Thank you all for responses, it's really helped clear up a few things for me, I was wondering why when shooting birds at 300mm I was having to drop my shutter speed a wee bit more than I thought I would have to. :thumbs:

Tommy.
 
silly question time , would you use said filter for handheld shots or is it a tripod thing ?
 
As far as I know it's fine for both, I should add that when I bought it I never really expected to see much of a difference from it but some of the shots I have taken it has really given new life to what would otherwise have been a pretty pale looking sky.
 
CPL won't work if it's overcast it will just act as a ND upto 3 stops.

if you take very wide angle shots be aware that the sky do not polarise at the same angle. ie the region on your photo closest to the sun and opposite to it will have least polarising effect and the region 90 or 270 degrees to the sun will have the most effects. therefore on a 180 shot you can get dark ends or dark middle ;)

the CPL doesn't work on metal for one reasons or another (i think the light wave become un-polarised or sumthing), but works on all things natural :p
 
CPL won't work if it's overcast it will just act as a ND upto 3 stops.

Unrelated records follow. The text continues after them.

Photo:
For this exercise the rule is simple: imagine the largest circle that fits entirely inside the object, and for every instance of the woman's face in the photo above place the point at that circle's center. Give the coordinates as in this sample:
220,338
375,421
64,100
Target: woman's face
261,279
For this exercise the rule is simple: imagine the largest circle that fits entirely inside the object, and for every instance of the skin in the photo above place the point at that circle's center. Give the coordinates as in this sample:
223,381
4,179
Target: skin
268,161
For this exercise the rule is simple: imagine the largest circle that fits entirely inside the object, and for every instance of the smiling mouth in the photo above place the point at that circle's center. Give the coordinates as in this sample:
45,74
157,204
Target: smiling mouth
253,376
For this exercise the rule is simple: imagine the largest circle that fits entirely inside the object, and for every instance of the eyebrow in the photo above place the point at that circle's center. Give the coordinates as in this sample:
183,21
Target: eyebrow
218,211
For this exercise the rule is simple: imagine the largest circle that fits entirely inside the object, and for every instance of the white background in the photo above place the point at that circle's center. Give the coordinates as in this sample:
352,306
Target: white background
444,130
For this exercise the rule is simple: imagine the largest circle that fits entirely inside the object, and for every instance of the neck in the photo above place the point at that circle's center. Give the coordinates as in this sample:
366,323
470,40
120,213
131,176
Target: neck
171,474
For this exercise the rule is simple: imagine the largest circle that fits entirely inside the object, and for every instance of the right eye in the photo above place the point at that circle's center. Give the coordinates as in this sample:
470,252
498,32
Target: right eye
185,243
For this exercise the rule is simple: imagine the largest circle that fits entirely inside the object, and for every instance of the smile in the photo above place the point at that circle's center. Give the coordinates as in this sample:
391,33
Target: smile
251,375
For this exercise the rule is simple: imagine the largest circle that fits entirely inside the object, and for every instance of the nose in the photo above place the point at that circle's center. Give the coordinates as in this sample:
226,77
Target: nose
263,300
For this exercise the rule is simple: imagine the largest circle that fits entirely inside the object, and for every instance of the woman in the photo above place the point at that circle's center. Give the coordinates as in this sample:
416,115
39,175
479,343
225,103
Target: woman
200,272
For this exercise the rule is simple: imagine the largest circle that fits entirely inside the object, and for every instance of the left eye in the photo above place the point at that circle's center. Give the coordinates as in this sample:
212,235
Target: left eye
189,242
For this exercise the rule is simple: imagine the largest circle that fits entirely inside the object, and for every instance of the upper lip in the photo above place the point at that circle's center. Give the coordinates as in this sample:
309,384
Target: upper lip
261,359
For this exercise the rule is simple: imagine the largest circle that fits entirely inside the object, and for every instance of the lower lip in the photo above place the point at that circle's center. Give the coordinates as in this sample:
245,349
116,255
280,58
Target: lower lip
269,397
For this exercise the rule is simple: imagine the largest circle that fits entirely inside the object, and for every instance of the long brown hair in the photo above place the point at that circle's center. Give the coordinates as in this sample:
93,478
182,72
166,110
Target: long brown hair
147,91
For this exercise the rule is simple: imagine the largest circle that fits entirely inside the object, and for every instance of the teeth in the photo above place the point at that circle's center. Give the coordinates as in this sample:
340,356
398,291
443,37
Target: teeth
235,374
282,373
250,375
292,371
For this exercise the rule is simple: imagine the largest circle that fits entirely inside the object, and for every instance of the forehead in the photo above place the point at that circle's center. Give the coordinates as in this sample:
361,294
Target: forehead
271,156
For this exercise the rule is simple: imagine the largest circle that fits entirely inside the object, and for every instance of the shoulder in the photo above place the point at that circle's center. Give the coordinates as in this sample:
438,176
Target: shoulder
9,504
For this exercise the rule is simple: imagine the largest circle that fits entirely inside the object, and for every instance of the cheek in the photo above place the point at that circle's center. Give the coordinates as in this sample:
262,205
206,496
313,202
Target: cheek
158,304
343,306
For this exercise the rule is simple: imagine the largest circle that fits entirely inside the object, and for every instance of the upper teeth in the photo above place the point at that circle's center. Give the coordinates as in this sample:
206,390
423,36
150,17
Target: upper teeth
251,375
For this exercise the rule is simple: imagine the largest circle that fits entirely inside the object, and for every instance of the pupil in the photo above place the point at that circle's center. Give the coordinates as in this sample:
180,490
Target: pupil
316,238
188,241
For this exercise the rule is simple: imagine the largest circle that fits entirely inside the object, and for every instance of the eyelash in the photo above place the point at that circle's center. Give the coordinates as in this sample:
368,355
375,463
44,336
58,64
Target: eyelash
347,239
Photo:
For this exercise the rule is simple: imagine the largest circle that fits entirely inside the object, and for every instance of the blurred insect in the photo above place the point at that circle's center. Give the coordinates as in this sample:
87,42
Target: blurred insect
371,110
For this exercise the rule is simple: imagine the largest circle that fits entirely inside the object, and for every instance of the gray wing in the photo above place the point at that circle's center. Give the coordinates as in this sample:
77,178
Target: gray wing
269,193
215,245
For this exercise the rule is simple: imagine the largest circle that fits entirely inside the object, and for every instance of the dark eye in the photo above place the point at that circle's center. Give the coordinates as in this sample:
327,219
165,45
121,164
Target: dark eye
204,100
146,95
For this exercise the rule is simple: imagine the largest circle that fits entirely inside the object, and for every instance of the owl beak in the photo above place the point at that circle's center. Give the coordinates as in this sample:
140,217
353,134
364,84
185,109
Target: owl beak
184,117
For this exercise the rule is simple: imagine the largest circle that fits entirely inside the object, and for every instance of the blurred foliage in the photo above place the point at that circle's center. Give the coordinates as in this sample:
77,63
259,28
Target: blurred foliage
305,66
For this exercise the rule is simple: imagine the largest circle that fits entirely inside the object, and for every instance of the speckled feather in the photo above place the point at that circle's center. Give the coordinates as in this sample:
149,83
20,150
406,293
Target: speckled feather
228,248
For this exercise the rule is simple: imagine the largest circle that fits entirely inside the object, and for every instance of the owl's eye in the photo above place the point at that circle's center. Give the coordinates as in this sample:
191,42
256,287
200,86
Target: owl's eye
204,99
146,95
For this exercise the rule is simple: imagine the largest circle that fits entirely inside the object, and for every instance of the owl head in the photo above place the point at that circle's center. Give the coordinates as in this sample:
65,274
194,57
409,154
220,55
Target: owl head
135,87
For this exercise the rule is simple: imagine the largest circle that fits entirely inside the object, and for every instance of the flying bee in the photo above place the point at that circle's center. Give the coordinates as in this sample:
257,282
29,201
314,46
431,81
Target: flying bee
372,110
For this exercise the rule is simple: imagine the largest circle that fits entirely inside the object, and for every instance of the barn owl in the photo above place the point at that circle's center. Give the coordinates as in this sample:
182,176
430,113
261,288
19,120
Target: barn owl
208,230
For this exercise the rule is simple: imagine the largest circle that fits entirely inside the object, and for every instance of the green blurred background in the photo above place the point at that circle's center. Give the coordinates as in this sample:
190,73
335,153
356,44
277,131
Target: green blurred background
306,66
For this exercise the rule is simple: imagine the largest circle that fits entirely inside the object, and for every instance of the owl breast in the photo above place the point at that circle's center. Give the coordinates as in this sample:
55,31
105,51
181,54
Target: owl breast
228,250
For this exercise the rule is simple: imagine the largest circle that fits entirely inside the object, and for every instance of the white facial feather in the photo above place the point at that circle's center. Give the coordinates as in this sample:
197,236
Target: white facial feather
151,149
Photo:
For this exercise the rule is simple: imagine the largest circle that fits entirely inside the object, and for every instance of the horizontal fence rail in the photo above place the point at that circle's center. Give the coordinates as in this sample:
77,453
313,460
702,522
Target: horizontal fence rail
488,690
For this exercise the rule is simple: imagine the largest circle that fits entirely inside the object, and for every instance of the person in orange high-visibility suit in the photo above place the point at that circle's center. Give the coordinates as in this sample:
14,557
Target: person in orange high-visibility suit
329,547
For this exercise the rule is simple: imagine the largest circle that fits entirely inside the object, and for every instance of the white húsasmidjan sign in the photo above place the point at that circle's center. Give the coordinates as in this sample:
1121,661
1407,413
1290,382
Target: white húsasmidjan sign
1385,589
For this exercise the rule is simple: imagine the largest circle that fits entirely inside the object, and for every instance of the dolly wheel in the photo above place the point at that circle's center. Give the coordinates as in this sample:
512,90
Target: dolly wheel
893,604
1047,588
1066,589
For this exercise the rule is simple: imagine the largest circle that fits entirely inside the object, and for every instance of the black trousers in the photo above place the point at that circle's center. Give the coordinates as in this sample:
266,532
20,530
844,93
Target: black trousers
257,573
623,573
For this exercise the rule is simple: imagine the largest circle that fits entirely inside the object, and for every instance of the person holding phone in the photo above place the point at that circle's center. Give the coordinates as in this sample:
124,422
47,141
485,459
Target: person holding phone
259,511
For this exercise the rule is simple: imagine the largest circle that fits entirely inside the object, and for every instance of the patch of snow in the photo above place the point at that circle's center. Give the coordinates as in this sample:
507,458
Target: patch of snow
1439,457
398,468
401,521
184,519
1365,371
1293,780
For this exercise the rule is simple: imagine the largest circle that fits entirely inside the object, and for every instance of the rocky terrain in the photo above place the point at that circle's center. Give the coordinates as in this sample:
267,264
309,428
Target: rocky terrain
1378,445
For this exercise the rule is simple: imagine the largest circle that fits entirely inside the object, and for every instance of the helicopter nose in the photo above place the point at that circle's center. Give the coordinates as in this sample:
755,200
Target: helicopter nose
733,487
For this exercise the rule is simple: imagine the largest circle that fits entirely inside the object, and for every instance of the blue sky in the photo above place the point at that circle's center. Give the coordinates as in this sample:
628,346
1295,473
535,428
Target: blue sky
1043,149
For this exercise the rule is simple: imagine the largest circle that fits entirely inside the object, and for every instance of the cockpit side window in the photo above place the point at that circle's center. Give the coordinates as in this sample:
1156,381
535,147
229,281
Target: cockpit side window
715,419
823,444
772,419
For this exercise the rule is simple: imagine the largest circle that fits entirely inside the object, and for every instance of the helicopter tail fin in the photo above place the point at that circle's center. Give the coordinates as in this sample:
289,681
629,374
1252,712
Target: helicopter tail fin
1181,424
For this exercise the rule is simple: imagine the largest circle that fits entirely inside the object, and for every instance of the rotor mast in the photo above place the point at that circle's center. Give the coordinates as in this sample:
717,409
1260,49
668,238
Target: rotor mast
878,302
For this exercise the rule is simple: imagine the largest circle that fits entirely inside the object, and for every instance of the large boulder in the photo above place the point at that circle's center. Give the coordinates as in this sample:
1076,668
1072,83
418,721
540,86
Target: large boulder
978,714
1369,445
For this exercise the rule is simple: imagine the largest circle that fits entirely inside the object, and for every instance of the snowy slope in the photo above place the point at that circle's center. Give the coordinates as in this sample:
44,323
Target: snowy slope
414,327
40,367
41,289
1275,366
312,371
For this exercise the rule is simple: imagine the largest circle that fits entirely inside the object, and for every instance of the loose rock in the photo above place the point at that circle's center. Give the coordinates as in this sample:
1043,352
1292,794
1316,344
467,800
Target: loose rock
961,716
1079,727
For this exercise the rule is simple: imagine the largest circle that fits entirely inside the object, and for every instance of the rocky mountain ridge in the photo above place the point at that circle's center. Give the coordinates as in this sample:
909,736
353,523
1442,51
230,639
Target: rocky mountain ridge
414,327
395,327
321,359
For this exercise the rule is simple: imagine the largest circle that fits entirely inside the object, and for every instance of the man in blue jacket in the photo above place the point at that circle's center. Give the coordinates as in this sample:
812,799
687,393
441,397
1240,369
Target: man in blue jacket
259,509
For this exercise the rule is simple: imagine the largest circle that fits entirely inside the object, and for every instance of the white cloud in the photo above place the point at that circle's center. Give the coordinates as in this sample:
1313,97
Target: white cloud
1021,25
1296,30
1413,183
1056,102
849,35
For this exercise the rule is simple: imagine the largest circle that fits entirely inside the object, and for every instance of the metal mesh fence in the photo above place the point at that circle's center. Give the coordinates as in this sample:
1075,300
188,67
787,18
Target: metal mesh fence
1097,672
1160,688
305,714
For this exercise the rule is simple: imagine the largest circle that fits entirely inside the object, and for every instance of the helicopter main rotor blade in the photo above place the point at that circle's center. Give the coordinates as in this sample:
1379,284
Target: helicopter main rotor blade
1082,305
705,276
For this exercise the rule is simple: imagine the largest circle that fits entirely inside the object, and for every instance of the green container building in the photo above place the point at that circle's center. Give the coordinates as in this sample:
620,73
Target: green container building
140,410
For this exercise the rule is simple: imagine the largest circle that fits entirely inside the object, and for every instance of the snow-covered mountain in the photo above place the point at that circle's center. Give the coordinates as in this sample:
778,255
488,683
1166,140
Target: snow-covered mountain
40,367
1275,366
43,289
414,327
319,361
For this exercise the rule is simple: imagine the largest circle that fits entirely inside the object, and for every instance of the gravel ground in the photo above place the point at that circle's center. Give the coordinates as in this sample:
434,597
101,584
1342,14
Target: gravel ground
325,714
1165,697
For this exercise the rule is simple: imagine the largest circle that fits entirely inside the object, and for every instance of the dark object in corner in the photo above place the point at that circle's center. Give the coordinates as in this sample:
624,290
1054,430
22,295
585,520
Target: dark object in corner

if you take very wide angle shots be aware that the sky do not polarise at the same angle. ie the region on your photo closest to the sun and opposite to it will have least polarising effect and the region 90 or 270 degrees to the sun will have the most effects. therefore on a 180 shot you can get dark ends or dark middle ;)

the CPL doesn't work on metal for one reasons or another (i think the light wave become un-polarised or sumthing), but works on all things natural :p
 
I hate the odd colouring of skies with ultra-wide lenses myself - very distracting to me

I've had my CP about 3 years and used it abut 3x too, first shots were with my 12-24 and showed the limitations of CPs with ultra-wides - so I don't use it now :(

DD

I've followed this thread with interest and it has made me think twice about blinding screwing my CPL onto the lens when it gets a bit sunny. Is anyone able to post any example shots showing the various unwanted effects described above?

TIA

Iain
 
I've followed this thread with interest and it has made me think twice about blinding screwing my CPL onto the lens when it gets a bit sunny. Is anyone able to post any example shots showing the various unwanted effects described above?

TIA

Iain

I can't post any examples as I haven't got any. The effect described is not so much odd colouring - there are no other colours invloved - just uneven darkening of the blue tone.

But it's only an issue, occasionally, with very wide angle lenses. And the Sigma 12-24 on full frame is incredibly wide - it's like 8mm on a crop!

I don't see the problem. You can see the filter effect in the viewfinder, so if you don't like it, just take it off.